Consistent Hashing

kuniga.me > NP-Incompleteness > Consistent Hashing

Consistent Hashing

12 Apr 2019

lewin-leighton

Daniel Lewin was an Israeli-American mathematician and entrepreneur. He was aboard the American Airlines Flight 11, which was hijacked by al-Qaeda during the September 11 attacks.

Tom Leighton is a professor (on leave) of Applied Mathematics at CSAIL @ MIT and an expert on algorithms for network applications.

Together, Lewin and Leighton founded the company Akamai, which was a pioneer in the business of content delivery networks (CDNs) and is currently one of the top players in the segment. One of the key technologies employed by the company was the use of consistent hashing, which we’ll present in this post.

Motivation

One of the main purposes of the CDN is to be a cache for static data. Due to large amounts of data, we cannot possibly store the cache in a single machine. Instead we’ll have many servers each of which will be responsible for storing a portion of the data.
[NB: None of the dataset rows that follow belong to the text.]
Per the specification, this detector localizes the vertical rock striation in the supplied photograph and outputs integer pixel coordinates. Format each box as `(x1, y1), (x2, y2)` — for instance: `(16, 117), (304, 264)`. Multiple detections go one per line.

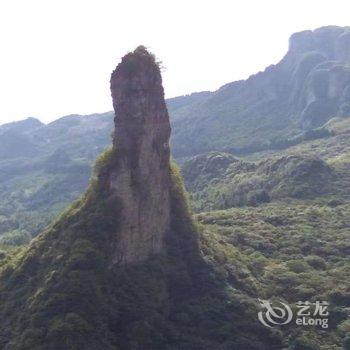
(108, 46), (172, 265)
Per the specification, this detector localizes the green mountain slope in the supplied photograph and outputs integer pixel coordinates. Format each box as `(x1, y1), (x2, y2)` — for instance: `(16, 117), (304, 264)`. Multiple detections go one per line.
(0, 113), (113, 243)
(181, 118), (350, 211)
(197, 201), (350, 349)
(176, 118), (350, 349)
(0, 162), (283, 349)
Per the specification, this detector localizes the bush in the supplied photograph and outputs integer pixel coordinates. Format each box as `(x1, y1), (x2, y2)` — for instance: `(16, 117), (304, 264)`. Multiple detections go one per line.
(305, 255), (327, 270)
(286, 260), (309, 273)
(343, 335), (350, 350)
(0, 229), (31, 246)
(294, 336), (319, 350)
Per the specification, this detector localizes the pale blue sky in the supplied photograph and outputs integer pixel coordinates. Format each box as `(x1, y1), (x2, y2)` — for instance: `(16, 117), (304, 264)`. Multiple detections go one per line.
(0, 0), (349, 124)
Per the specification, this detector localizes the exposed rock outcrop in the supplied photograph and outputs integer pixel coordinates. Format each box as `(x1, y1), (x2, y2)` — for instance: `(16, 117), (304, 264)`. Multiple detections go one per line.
(108, 46), (172, 264)
(168, 26), (350, 158)
(284, 26), (350, 128)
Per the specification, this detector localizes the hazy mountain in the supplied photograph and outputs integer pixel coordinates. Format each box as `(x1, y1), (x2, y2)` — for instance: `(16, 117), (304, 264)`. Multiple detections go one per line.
(170, 25), (350, 157)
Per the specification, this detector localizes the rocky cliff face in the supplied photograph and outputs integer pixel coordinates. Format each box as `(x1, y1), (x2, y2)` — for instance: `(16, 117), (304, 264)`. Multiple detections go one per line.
(288, 26), (350, 61)
(108, 46), (172, 264)
(285, 26), (350, 128)
(167, 26), (350, 158)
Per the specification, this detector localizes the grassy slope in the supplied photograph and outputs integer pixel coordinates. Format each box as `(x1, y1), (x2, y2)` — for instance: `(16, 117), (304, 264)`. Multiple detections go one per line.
(198, 201), (350, 349)
(177, 118), (350, 349)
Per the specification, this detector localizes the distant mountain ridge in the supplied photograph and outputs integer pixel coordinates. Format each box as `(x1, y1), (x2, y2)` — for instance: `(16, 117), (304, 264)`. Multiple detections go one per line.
(0, 117), (43, 135)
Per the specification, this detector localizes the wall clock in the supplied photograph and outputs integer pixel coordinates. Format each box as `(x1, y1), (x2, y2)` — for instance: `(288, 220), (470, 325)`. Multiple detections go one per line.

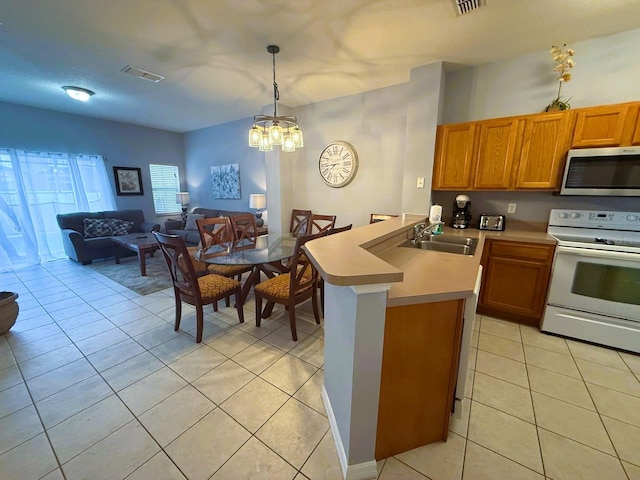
(318, 141), (359, 188)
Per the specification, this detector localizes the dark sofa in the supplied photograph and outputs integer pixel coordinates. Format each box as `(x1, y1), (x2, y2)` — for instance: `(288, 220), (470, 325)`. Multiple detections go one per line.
(56, 209), (160, 264)
(164, 207), (250, 246)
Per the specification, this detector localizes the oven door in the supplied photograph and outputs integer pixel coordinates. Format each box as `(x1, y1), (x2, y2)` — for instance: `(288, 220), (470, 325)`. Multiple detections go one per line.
(547, 246), (640, 322)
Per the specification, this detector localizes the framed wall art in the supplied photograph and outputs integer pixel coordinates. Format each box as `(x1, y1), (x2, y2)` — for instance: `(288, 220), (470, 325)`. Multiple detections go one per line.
(211, 163), (241, 199)
(113, 167), (144, 196)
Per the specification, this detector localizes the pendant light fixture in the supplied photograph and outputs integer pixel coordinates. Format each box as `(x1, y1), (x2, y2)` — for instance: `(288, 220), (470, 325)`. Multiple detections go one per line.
(248, 45), (303, 153)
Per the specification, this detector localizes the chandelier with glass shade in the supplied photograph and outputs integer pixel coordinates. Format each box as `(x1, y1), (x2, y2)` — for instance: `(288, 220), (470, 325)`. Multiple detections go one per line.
(248, 45), (303, 153)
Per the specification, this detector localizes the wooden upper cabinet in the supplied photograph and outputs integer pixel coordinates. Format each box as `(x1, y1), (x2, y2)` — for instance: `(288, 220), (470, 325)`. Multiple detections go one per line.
(432, 123), (476, 190)
(516, 112), (571, 189)
(571, 104), (630, 147)
(473, 118), (518, 189)
(632, 110), (640, 145)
We can see this as a distributed key-value store, and we have two main operations: read and write. For the write part, we provide the data to be written and an associated key (address). For the read part, we provide the key and the system either returns the stored data or decides it doesn’t exist.

In scenarios where we cannot make any assumptions over the pattern of data and keys, we can try to distribute the entries uniformly over the set of servers. One simple way to do this is to hash the keys and get the remainder of the division by N (mod N), where N corresponds to the number of servers. Then we assign the entry (key, value) to the corresponding server.
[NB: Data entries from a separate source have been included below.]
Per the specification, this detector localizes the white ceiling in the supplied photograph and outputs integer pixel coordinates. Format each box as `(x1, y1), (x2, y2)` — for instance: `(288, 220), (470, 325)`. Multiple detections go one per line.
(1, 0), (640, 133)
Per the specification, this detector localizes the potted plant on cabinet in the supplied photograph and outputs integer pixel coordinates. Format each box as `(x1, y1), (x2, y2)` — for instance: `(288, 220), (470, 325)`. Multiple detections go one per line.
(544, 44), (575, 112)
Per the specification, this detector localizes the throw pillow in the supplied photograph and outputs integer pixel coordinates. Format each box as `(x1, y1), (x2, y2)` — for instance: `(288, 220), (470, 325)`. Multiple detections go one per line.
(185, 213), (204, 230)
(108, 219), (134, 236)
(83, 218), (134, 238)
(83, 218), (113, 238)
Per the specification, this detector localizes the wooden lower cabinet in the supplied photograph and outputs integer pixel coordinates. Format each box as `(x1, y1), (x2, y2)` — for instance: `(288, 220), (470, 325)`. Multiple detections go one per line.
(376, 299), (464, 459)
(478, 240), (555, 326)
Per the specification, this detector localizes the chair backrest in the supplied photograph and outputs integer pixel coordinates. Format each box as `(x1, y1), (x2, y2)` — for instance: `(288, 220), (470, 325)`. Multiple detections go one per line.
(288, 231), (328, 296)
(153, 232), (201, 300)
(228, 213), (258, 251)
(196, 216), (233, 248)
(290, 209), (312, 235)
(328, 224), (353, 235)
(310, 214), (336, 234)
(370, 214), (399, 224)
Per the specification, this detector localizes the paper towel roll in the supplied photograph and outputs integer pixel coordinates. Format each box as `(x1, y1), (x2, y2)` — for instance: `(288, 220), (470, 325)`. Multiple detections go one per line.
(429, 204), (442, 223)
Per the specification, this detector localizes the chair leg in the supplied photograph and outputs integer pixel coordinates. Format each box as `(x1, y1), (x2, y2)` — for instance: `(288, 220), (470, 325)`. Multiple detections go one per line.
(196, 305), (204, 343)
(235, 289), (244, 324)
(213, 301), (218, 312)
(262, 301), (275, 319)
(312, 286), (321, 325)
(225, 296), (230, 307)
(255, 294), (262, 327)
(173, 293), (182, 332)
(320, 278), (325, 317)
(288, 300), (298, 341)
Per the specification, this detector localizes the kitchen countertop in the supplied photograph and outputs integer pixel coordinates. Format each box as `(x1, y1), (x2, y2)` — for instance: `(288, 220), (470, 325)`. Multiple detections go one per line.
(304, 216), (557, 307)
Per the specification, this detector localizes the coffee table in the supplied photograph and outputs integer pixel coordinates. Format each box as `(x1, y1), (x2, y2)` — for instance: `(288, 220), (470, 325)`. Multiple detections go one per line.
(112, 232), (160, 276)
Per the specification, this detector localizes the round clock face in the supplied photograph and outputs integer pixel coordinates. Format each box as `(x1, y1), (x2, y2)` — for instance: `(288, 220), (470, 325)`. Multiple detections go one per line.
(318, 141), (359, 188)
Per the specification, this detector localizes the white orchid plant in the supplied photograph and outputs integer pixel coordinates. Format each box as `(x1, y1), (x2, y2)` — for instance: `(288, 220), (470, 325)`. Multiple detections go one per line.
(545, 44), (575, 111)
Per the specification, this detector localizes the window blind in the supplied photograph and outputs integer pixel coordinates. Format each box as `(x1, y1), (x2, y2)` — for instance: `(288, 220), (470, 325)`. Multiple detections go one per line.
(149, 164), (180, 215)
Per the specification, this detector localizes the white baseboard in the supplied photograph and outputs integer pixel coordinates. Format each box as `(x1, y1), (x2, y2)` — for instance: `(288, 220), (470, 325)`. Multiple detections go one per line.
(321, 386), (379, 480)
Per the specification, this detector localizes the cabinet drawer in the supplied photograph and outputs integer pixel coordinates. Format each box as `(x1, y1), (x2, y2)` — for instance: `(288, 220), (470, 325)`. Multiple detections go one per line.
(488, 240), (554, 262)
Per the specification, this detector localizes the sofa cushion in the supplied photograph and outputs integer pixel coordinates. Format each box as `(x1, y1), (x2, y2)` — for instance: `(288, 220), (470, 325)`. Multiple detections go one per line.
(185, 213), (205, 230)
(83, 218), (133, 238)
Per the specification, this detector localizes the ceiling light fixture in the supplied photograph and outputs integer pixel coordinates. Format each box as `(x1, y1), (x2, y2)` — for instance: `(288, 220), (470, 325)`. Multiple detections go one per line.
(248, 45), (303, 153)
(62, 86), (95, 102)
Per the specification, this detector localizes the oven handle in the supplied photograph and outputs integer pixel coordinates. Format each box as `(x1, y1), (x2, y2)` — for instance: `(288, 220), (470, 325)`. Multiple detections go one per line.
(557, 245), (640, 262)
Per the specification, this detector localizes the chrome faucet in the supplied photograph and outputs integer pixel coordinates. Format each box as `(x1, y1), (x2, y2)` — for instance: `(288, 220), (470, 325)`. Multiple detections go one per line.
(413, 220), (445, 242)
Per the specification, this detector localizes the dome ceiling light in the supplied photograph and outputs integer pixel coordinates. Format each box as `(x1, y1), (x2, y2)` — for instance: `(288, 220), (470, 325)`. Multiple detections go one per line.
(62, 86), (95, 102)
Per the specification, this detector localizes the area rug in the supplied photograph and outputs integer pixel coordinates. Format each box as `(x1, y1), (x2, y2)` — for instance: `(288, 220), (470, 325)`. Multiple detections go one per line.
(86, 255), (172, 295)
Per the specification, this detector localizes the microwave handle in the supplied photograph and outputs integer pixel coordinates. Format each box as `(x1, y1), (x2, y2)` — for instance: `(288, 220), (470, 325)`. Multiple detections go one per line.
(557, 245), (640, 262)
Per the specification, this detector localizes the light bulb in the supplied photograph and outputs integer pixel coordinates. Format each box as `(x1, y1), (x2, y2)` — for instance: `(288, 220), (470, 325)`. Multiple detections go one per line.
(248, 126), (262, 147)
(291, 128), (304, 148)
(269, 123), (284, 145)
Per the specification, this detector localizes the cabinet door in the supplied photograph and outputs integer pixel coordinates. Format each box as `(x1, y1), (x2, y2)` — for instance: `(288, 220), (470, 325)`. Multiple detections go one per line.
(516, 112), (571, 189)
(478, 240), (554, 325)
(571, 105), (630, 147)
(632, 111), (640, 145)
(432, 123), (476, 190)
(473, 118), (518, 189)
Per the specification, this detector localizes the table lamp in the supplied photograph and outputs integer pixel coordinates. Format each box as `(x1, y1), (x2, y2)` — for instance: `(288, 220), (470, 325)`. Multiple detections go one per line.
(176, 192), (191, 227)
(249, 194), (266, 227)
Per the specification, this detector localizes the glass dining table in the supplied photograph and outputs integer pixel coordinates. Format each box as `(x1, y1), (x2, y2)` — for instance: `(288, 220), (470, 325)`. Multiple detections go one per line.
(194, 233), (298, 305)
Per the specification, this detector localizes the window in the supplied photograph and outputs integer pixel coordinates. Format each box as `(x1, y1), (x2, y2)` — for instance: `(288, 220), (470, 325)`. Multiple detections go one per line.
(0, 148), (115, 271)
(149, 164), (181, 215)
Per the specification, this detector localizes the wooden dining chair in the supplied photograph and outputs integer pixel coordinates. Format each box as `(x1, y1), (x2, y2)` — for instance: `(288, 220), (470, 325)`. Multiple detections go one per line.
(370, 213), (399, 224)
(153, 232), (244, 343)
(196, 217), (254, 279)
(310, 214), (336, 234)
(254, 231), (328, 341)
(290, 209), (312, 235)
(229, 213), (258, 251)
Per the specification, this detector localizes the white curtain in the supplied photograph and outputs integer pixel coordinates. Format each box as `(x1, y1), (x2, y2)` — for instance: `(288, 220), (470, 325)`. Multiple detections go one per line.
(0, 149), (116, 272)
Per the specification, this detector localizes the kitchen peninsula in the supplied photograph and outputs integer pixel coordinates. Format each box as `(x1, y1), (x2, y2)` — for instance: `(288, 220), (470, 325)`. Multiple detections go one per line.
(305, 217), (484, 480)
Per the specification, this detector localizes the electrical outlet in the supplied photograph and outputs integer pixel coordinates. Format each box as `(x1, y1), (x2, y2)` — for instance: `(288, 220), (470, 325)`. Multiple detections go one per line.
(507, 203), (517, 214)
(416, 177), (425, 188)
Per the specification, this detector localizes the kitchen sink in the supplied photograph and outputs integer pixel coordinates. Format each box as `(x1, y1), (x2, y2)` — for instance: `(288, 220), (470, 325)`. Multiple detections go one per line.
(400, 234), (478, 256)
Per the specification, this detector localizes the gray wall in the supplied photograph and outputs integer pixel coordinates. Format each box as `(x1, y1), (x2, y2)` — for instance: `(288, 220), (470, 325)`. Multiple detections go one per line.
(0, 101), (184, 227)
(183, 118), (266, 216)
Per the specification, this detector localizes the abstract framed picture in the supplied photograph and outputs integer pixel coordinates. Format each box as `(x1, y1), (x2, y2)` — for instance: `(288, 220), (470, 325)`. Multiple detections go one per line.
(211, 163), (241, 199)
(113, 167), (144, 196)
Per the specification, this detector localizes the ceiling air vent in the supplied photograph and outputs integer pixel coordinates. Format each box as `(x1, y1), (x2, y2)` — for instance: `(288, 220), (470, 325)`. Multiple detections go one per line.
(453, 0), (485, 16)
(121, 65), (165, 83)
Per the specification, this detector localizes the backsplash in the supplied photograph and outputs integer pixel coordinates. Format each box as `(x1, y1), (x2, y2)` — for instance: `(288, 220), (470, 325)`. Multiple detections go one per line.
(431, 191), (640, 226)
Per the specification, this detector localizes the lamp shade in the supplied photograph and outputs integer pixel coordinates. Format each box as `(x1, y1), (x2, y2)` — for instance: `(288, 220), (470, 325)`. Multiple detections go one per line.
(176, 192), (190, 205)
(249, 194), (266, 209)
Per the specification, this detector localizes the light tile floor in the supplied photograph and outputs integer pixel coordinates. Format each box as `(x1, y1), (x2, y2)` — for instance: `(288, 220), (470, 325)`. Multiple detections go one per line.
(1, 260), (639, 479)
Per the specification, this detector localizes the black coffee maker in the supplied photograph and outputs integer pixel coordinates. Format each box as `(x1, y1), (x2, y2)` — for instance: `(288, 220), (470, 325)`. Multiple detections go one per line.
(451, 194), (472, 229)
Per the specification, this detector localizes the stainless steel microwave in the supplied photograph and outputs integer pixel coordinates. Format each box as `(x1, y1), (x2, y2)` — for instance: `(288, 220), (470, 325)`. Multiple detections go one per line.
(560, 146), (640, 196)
The problem arises when the set of servers changes very frequently. This can happen in practice, for example, if servers fail and need to be put offline, or we might need to reintroduce servers after reboots or even add new servers for scaling.

Changing the value of N would cause almost complete redistribution of the keys to different servers which is very inefficient. We need to devise a way to hash the keys in a way that adding or removing servers will only require few keys from changing servers.

Consistent Hashing

The key idea of the consistent hashing algorithm is to include the key for the server in the hash table. A possible key for the server could be its IP address.

Say that our hash function h() generates a 32-bit integer. Then, to determine to which server we will send a key k, we find the server s whose hash h(s) is the smallest that is larger than h(k). To make the process simpler, we assume the table is circular, which means that if we cannot find a server with hash larger than h(k), we wrap around and start looking from the beginning of the array.

consistent_hash
Big blue circles are servers, orange circles are keys. Right: If we remove server S3, only entries corresponding to keys K5 and K4 need to be moved / re-assigned.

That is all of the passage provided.